The Resilient Developer: Erik Hayden’s Strategic Response to Bay Area Real Estate Turbulence

The Bay Area development landscape has become increasingly challenging in recent years. Rising interest rates and economic uncertainty have forced many firms to scale back or close operations. For Erik Hayden, founder and managing partner of Urban Catalyst, these disruptions have led to a series of strategic pivots that go beyond traditional real estate development.

From Engineering to Real Estate

Hayden began his career with an engineering degree from the University of Washington, specializing in electrical engineering and microprocessor circuit design. The dot-com crash of 2001 upended his plans for a tech career, prompting a move to San Francisco in search of work.

“I could not get a job as an electrical engineer up in Seattle,” Hayden recalls. “I thought maybe if I moved to San Francisco, closer to Silicon Valley, I could find a job in my field.”

Instead, Hayden entered the construction industry, working as an owner’s representative for Swinerton, one of California’s largest general contractors. In 2005, a pivotal project meeting clarified his ambitions. “I sat in that meeting, and I kind of looked at my boss, and I kind of looked at that guy, the developer, and I went, ‘I don’t want to be my boss. I want to be that guy.’”

This realization set Hayden on a path through roles in land acquisition and development at firms such as SummerHill Homes and Republic Urban Properties. He embraced unfamiliar challenges, often learning by doing. “I can’t help but jump into things that I have no experience doing and figure them out,” he says. “I have my growing pains as I go.”

Launching Urban Catalyst

After years of working for others, Hayden launched Urban Catalyst in 2018 as a private equity fund focused on ground-up development in downtown San Jose. The timing was favorable: downtown San Jose was attracting new investment, and the federal Opportunity Zone program gave the firm a competitive advantage.

“If you’re going to be a small, first-time fund manager, and you’re going head to head with Blackstone, you better have a niche,” Hayden notes. “And so I decided to be an opportunity zone fund. We were the 10th fund in America.”

Urban Catalyst’s early fundraising exceeded expectations. By using digital marketing on Google, Facebook, Instagram, and YouTube, the firm raised $50 million in its first year, scaling to $85 million annually by 2021. In total, Urban Catalyst raised over $300 million across its funds and attracted more than 1,000 investors, according to Hayden.

Market Disruption and Rapid Adjustments

The arrival of COVID-19 and the subsequent rise in interest rates dramatically changed the development environment. “When COVID happened, we were unable to get financing from banks and third-party equity groups to build our projects, because people were scared,” Hayden explains.

Conditions worsened in 2022 when the Federal Reserve raised interest rates aggressively. “Interest rates impact all businesses, but disproportionately and negatively impact real estate development,” he says.

Several projects required major changes. A senior living project is being converted to apartments, and two planned high-rise developments are being redesigned as eight-story buildings. Hayden is blunt: “High rise is not financeable.”

Opportunities Amid Industry Retrenchment

Despite recent setbacks, Hayden sees opportunity in the current market. He describes large developers and equity funds as moving in lockstep, often reacting too quickly to market swings.

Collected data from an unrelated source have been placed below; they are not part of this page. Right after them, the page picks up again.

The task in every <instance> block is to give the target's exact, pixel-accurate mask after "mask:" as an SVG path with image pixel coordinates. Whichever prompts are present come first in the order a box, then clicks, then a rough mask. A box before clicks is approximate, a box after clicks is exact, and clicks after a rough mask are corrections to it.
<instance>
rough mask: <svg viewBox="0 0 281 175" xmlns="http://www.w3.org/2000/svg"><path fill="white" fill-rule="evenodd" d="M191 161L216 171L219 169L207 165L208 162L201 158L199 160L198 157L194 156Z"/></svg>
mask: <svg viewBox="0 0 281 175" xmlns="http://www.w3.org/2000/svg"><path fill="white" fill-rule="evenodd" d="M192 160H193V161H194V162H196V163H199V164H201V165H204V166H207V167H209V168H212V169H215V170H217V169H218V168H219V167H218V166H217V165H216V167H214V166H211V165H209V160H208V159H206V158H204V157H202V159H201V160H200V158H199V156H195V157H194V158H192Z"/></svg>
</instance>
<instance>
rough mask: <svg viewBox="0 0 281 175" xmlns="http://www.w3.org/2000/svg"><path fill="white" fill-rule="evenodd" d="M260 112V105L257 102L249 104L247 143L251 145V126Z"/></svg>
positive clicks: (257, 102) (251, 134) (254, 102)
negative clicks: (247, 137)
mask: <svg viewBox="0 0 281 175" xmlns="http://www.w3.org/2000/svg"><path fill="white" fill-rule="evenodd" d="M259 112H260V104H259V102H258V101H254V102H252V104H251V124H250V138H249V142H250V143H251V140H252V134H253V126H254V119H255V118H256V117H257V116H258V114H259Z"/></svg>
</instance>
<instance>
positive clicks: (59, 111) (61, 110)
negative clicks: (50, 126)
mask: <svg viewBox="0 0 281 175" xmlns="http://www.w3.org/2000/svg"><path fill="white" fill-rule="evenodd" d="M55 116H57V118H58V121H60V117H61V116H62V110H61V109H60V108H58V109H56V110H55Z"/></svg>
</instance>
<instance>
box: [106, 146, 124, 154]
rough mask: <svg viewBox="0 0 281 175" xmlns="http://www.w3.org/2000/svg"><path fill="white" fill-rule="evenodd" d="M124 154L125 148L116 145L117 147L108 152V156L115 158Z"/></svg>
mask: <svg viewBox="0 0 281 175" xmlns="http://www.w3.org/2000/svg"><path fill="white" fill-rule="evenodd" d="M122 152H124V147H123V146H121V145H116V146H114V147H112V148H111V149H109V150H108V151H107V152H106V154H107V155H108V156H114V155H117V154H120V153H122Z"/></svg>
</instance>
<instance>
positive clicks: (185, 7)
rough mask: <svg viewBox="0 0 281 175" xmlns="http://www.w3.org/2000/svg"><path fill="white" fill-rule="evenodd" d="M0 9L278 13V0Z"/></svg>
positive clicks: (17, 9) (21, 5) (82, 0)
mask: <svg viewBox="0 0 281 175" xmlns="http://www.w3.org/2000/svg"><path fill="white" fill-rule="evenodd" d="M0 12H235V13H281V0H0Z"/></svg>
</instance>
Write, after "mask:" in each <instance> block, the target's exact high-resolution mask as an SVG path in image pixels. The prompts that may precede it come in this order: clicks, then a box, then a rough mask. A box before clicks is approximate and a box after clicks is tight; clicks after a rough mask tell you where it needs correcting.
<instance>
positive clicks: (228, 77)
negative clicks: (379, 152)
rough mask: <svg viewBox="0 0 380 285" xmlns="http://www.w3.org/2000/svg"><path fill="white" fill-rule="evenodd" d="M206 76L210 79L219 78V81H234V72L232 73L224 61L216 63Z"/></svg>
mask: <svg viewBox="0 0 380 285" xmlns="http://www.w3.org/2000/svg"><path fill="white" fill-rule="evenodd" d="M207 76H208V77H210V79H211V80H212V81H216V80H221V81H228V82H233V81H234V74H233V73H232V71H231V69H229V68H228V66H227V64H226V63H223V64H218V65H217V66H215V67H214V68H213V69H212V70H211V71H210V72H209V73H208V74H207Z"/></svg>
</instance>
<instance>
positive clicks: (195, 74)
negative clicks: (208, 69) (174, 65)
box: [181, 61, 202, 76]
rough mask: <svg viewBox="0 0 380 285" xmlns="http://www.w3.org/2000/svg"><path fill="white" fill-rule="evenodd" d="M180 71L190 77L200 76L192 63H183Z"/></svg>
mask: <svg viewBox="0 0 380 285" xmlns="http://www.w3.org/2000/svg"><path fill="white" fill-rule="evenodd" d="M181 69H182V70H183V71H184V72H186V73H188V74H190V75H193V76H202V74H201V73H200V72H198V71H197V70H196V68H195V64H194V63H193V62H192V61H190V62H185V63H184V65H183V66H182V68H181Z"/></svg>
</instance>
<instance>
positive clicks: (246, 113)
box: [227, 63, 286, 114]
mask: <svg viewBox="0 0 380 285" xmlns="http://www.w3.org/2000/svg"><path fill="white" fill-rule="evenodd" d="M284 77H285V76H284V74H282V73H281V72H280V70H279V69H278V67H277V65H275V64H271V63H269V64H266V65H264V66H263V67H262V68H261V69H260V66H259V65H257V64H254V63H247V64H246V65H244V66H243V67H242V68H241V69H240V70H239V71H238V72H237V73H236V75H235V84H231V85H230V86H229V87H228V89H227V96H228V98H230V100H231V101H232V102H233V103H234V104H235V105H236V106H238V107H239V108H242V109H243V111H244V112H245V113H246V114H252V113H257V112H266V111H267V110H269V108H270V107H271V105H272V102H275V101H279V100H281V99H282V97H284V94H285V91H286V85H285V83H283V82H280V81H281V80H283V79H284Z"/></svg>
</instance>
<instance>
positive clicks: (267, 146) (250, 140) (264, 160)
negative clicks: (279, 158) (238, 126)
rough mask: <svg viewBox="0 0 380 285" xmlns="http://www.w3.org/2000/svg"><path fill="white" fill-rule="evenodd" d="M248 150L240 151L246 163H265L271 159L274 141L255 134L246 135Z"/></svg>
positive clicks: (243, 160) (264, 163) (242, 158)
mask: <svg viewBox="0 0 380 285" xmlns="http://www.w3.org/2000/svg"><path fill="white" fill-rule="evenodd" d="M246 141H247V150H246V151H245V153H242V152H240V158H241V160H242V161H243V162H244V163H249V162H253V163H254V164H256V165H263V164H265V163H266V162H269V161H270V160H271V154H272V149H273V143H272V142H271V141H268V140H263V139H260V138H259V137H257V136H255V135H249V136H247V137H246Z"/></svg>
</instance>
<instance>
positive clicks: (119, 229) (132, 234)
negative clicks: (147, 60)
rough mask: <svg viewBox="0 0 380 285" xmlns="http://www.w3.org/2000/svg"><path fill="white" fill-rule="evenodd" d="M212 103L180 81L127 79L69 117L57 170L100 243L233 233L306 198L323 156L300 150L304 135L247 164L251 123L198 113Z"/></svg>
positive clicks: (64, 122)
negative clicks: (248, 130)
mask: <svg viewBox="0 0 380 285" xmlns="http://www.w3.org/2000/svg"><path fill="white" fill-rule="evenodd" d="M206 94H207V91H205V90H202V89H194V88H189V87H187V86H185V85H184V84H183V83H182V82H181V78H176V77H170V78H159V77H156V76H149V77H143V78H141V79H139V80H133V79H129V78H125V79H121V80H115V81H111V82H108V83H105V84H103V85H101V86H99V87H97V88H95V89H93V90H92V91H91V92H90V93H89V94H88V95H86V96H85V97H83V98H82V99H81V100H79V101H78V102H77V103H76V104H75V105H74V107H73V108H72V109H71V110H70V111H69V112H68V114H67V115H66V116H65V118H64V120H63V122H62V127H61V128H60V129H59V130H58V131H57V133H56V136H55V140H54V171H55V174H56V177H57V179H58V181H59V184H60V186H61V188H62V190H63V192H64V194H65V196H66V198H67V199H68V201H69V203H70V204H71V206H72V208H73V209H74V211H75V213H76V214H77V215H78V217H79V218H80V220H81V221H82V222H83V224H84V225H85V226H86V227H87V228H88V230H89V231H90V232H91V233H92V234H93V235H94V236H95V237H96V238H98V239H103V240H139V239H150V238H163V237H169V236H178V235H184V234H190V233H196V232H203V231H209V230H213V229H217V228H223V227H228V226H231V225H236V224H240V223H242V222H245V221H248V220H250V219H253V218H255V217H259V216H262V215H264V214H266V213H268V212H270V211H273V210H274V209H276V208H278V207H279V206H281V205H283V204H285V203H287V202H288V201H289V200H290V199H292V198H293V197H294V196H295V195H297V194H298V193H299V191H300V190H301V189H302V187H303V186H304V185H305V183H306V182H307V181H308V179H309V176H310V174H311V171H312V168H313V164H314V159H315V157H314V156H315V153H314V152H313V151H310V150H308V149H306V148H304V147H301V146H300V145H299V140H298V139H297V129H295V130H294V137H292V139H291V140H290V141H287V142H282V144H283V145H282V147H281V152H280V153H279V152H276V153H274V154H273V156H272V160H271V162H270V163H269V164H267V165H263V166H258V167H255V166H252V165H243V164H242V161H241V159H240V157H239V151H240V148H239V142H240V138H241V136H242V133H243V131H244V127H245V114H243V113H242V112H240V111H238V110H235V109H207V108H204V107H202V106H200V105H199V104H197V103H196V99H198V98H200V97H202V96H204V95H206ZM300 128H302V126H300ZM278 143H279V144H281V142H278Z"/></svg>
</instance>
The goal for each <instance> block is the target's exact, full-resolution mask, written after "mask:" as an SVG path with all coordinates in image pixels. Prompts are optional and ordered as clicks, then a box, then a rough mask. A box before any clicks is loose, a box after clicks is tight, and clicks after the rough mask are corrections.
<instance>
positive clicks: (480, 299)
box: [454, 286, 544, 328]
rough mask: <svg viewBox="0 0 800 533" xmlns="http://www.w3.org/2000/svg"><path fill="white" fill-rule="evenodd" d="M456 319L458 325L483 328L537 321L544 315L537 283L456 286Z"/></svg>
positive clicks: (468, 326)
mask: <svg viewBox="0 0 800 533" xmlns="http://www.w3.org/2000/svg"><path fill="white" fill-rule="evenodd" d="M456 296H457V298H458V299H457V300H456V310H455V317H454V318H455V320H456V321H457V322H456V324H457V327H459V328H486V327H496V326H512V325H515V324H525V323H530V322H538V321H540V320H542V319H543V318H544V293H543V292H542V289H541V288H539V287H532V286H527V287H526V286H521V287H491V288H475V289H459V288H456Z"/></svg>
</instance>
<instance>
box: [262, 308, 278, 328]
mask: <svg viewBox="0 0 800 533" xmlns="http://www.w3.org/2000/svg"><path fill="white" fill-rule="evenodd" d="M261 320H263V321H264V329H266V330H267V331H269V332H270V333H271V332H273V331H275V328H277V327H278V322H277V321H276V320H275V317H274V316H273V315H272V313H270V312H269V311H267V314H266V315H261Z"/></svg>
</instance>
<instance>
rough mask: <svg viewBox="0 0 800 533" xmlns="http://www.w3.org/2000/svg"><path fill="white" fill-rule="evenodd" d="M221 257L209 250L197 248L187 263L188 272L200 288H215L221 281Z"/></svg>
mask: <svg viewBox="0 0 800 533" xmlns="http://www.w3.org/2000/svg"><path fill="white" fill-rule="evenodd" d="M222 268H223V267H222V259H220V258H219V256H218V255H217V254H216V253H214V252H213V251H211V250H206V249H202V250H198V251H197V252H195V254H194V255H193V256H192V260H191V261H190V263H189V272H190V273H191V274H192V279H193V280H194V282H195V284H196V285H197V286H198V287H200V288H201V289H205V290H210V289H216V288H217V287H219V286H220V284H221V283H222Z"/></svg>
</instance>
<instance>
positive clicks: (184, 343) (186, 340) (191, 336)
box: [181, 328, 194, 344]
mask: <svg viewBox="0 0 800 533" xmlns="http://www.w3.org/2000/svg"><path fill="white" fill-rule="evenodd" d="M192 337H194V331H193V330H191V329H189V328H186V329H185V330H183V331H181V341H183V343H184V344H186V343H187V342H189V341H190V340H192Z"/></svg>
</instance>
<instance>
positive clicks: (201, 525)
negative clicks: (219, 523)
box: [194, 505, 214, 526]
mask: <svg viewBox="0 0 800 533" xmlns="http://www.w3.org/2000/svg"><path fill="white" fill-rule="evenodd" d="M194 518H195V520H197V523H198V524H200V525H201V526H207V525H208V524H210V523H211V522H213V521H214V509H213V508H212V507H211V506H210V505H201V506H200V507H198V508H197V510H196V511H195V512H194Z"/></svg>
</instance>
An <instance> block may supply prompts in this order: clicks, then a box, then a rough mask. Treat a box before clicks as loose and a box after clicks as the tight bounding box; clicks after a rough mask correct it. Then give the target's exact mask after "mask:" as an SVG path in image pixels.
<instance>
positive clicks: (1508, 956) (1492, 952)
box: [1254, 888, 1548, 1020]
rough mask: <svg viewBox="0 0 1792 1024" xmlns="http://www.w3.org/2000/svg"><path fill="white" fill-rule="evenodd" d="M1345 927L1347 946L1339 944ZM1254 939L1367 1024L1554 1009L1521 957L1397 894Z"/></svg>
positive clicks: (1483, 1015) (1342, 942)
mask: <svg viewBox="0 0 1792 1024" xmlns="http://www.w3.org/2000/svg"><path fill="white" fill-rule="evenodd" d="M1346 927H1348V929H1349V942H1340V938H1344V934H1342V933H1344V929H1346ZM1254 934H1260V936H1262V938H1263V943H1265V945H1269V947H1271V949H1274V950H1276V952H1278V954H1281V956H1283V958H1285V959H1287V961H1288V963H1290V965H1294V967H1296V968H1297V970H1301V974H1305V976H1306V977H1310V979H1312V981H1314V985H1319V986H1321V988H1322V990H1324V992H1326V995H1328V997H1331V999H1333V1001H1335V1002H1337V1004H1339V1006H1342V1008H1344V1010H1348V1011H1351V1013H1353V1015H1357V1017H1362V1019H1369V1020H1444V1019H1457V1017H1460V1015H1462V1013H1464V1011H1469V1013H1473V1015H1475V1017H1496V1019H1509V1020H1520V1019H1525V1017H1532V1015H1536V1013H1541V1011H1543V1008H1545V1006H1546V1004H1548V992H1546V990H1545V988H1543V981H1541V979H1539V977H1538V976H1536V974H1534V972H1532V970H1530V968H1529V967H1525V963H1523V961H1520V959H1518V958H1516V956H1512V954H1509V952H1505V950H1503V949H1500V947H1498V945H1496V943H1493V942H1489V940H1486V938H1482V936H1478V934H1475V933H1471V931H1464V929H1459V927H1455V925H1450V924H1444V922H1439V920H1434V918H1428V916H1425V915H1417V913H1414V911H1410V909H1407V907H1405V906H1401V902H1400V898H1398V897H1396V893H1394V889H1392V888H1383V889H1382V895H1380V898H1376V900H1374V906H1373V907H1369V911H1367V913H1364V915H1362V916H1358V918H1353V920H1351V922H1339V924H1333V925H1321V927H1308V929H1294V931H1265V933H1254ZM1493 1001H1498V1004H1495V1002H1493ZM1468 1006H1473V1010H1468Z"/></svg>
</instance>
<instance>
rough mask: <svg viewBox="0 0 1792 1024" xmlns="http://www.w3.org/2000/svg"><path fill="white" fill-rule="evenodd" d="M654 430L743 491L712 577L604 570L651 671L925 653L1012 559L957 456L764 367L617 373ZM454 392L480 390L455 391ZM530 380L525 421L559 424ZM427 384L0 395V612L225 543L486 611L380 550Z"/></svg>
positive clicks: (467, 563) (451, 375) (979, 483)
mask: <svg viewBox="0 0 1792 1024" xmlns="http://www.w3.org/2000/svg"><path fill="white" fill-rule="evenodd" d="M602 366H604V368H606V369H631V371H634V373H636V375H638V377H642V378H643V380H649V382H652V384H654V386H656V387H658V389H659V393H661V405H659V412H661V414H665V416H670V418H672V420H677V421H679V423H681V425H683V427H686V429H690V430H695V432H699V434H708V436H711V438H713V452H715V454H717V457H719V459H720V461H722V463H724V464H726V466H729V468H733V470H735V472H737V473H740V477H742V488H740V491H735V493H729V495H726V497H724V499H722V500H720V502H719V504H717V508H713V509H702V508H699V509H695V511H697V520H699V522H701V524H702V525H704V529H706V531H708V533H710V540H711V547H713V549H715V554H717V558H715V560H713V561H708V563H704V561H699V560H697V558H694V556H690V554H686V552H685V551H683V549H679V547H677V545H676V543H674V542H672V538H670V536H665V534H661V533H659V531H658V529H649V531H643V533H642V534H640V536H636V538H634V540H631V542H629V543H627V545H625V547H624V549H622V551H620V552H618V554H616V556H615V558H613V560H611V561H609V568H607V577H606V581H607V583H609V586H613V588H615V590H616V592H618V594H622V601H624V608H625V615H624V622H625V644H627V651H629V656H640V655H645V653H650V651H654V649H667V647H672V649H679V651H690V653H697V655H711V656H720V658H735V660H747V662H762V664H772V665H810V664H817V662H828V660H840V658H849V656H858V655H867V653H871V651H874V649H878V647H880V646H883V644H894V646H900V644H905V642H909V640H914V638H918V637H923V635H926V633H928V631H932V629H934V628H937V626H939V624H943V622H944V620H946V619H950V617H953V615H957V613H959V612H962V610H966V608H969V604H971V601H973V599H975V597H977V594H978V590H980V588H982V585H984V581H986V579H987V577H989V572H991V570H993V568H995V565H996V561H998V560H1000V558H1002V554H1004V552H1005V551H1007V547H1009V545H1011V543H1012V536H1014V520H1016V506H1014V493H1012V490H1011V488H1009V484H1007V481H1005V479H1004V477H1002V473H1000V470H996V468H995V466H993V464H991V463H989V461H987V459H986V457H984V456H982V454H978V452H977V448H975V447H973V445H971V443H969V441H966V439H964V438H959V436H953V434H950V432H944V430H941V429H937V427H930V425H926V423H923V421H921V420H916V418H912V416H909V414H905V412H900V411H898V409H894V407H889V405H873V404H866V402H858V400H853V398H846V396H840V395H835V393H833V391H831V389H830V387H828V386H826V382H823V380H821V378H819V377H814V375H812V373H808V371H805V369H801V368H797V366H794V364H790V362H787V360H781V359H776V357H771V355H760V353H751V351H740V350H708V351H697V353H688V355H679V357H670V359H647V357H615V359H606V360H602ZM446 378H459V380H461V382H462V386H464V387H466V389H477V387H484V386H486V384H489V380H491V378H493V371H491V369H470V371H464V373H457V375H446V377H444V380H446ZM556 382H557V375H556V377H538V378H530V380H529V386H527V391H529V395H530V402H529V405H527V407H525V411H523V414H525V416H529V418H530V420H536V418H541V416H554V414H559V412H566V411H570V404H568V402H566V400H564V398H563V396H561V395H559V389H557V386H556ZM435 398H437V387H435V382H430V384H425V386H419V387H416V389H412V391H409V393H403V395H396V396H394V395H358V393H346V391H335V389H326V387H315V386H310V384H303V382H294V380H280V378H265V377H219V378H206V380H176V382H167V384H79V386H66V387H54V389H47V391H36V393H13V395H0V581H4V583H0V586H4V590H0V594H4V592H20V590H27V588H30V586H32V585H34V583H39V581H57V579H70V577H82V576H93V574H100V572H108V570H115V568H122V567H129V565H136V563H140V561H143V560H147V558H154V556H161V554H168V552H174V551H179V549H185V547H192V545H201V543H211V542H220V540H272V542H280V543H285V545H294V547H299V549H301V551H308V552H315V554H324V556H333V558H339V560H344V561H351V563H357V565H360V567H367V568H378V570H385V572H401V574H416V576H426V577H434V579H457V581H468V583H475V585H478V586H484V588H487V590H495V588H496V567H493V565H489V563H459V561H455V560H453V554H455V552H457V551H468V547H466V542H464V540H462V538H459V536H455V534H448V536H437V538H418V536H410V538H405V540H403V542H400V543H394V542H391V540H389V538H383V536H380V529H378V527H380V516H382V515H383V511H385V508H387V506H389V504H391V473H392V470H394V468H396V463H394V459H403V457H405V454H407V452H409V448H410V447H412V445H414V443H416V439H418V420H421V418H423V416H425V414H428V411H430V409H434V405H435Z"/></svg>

“The groups are all like lemmings – one runs and jumps off a cliff, they all follow,” Hayden observes. “Single family home builders are having a panic attack. They are firing everyone. They’re dropping all of their projects. They look at things on a quarter-to-quarter basis.”

Hayden argues that developers who can take a longer-term view are better positioned. The Bay Area’s persistent housing shortage means demand far outstrips supply. “The housing market here in the Bay Area, we have an infinite supply of demand. We couldn’t build enough housing if we tried.”

Lessons in Resilience

Hayden’s approach to adversity is methodical. He spends time analyzing problems before moving forward. “I try to completely understand the issues, and then I have to think about it. It usually takes me a day or two,” he explains. “It’s almost like my subconscious thinks about it – like a little mini aha moment where you go, ‘Oh, this is so simple. I know exactly what we need to do.’”

Looking Ahead

Hayden is confident about the firm’s future. “Our second fund is going to be fine. Our third fund is going to perform exactly as anticipated, and it’s doing great,” he says.

Hayden’s combination of experience, diversification, and analytical rigor positions Urban Catalyst for the next real estate cycle. He aims to maintain the mindset that has helped him weather multiple industry downturns while focusing on tangible value creation.

As the Bay Area real estate market eventually stabilizes, developers like Hayden who have adapted through strategic changes and operational discipline may be best prepared to capitalize on renewed demand and opportunities created by industry consolidation. The lessons learned from recent turbulence will shape the next phase of growth in one of the country’s most supply-constrained housing markets.